においは薬になりますか

病院に頼り過ぎない上手な健康管理を考える

伊藤 美千穂 ITO Michiho
京都大学大学院薬学研究科 准教授

講義概要

 においは見えない、拡散するなど科学的取り扱いに難点がある上に、五感のひとつである嗅覚が記憶と強く結びついているということなど、サイエンスになりにくい要素を多く含んでいる。このため、においの薬理活性を動物実験等のいわゆる薬学的に汎用される方法で示すためにはいろいろと工夫が必要だった。他方、日本の法律では生薬の品質評価基準のひとつににおいを使う。漢方薬・生薬の世界では、においは医薬品の品質のものさしのひとつになるのである。
 扱い方によって大きく捉え方が変わるにおいに期待できること、またにおいのある医薬品としての漢方薬・生薬類を日本はどう扱ってきたのかなど、においを端緒に、身近でありながらあまり知られていない天然物医薬品の裏の世界を紹介する。

世の中をどのように変えるのか、どんなインパクトがあるのか

 超高齢化社会に急速に変容していく日本では、介護を必要とする人口とそれに伴う医療費の急増、高止まりなどが予想され、健康自己管理、健康寿命の延伸の必要性などが強く言われるようになっている。セルフメディケーションとして品質保証がしっかりなされた一般用医薬品を上手に利用しつつ、より手に取りやすい天然物医薬品や健康食品などがさらに活用されることが期待される。においを利用する商品は雑貨の区分で扱われることが多く、手軽さに大きく利点がある反面、医薬品と異なり、品質保証・品質管理の面では注意を要する。ポイントを抑えつつ、医薬品のみならず、雑貨や食品などに分類されるものも上手に利用することで、より豊かで健康な日常が手に入るのではないだろうか。

講師プロフィール

経歴

1969年大阪生まれ。
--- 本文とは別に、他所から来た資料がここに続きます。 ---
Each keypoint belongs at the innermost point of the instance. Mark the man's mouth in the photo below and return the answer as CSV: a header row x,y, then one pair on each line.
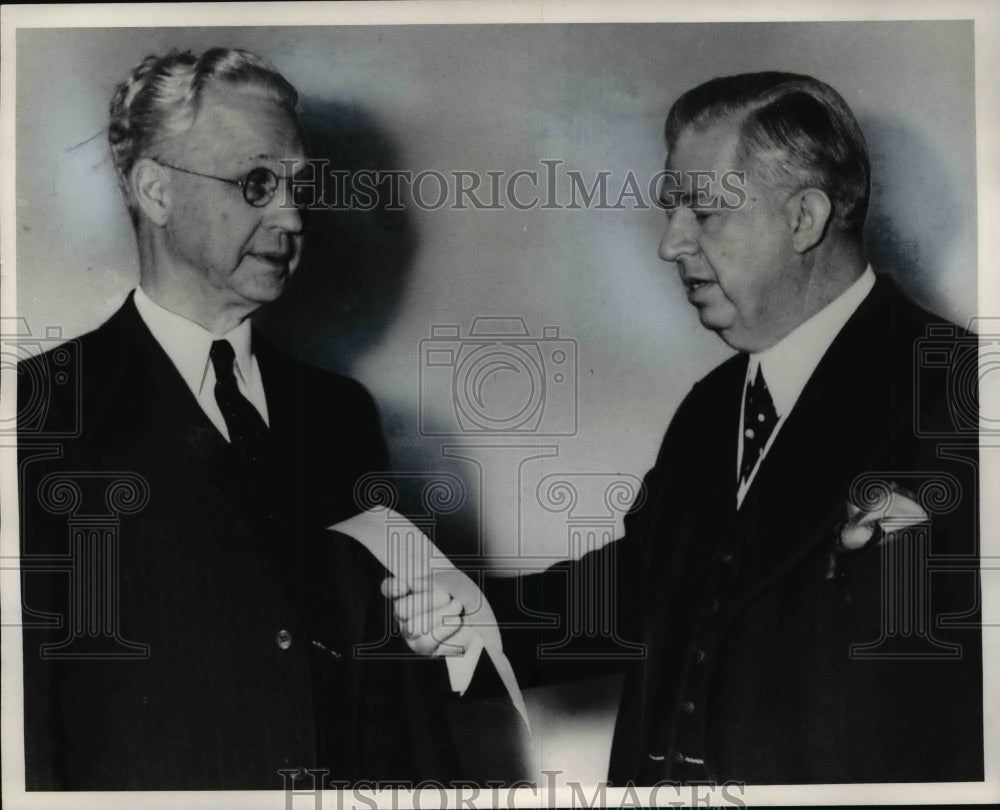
x,y
277,259
692,285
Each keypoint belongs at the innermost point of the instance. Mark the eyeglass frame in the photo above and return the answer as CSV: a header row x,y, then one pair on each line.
x,y
240,183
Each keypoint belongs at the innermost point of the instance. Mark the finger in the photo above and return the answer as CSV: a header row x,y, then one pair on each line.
x,y
455,644
444,641
393,587
414,604
428,621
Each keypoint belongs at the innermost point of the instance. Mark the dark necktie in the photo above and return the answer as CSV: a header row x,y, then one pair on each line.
x,y
759,419
247,429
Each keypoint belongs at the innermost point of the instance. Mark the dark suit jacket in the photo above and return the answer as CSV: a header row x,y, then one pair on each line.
x,y
213,623
749,617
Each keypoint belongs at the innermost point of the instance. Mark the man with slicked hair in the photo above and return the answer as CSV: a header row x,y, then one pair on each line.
x,y
778,568
209,638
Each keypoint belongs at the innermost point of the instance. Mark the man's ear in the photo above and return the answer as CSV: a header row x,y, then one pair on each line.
x,y
809,213
151,190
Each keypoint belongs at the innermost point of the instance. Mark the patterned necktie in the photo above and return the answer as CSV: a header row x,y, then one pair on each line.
x,y
759,419
247,429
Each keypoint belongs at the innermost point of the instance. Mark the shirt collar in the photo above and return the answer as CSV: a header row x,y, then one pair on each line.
x,y
187,344
790,362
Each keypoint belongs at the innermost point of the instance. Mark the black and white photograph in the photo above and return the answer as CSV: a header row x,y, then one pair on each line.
x,y
499,404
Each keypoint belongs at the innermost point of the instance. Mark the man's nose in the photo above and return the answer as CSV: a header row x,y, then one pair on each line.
x,y
679,239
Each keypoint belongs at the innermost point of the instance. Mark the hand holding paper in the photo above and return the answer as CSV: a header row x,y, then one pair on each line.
x,y
439,591
430,617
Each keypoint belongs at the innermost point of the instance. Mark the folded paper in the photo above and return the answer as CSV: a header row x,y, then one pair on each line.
x,y
408,554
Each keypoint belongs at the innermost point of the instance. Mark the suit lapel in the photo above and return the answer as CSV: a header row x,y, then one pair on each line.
x,y
800,490
144,388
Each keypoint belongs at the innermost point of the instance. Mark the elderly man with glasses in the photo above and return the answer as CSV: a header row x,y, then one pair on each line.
x,y
211,641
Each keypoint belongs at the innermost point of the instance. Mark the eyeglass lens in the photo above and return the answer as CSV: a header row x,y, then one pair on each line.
x,y
260,185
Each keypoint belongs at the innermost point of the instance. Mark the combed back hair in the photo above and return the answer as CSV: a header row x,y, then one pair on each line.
x,y
795,132
162,95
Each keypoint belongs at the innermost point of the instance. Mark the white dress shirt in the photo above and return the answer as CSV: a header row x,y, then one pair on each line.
x,y
789,363
187,345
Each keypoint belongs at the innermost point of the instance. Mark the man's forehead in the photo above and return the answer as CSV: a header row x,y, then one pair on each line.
x,y
709,149
244,124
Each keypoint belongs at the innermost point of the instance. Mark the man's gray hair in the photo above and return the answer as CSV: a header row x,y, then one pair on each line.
x,y
795,132
162,96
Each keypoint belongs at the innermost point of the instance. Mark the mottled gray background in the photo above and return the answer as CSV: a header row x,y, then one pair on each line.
x,y
503,98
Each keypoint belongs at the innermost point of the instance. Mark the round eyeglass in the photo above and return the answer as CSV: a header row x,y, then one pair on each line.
x,y
258,185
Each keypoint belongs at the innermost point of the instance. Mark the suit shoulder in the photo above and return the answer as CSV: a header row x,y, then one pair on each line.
x,y
316,381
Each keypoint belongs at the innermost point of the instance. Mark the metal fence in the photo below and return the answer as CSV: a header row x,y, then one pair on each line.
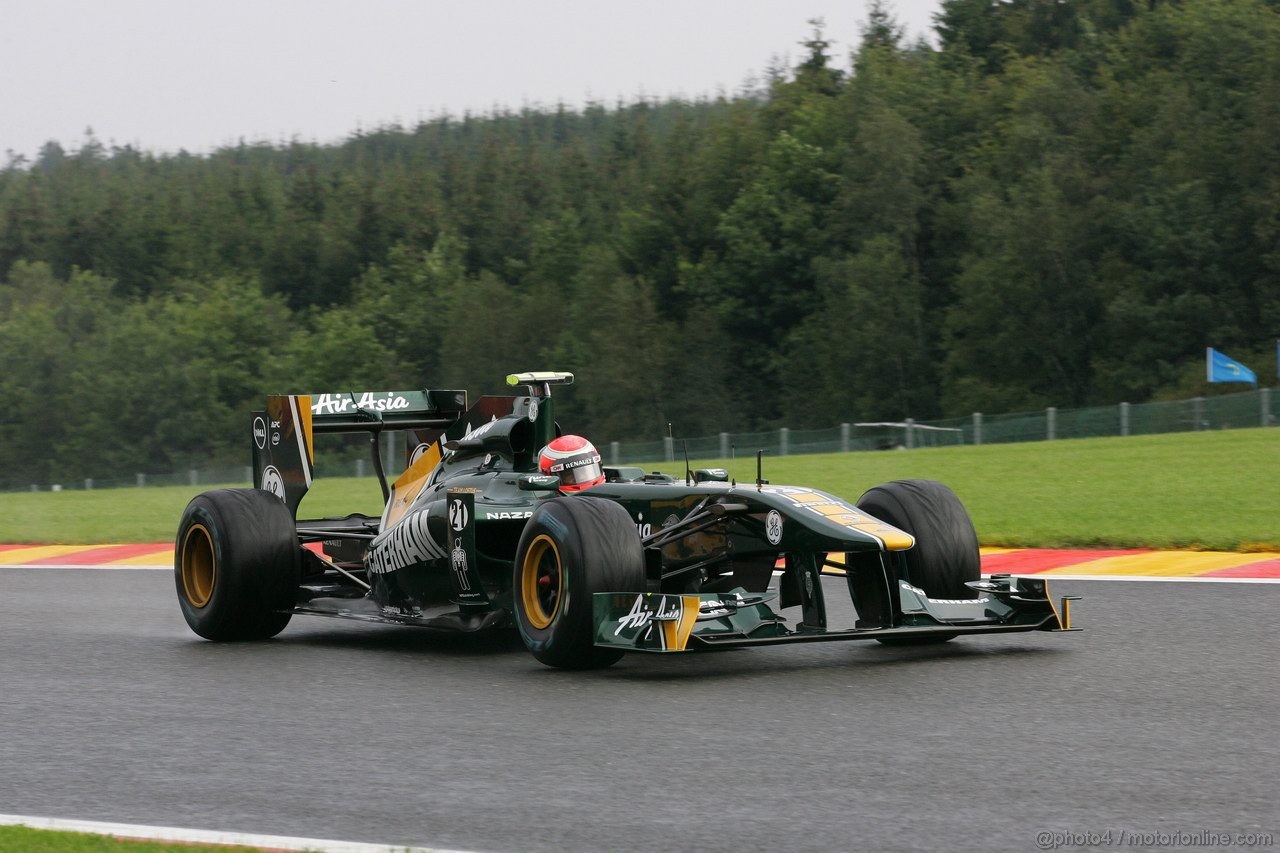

1988年神戸女学院高等学部卒業、京都大学薬学部入学、1992年同大学薬学部卒業、1994年同研究科修士課程薬学専攻修了、博士後期課程に進学、1996年同課程を中途退学、京都大学薬学部助手に採用される。1999年博士(薬学)の学位取得。2002〜3年米国ワシントン州立大学生物化学研究所に博士研究員として留学、2003年京都大学大学院薬学研究科助教授(2007年に准教授に名称変更)現在に至る。専門分野は生薬学・薬用植物学。特に、精油成分生合成研究、においの生薬薬理学的検討、薬用植物の栽培研究、生薬・天然物のレギュラトリーサイエンス、フィールドワークを軸とした伝統医薬の調査研究など。大学での教育研究の傍ら、厚生労働省薬事食品衛生審議会委員や医薬品医療機器総合機構日本薬局方原案審議委員会生薬等委員会委員、日本学術会議連携会員、また各種学会の理事、評議員、代議員等の活動も。研究のため、また国際学会やWHO、ISO等の国際会議出席のための出張が多く、途上国から先進国まで海外経験は豊富。2006年日本生薬学会学術奨励賞、2012年第37回漢方研究イスクラ奨励賞、2016年国際薬学連合Fellow award、2017年第29回日本東洋医学会奨励賞受賞。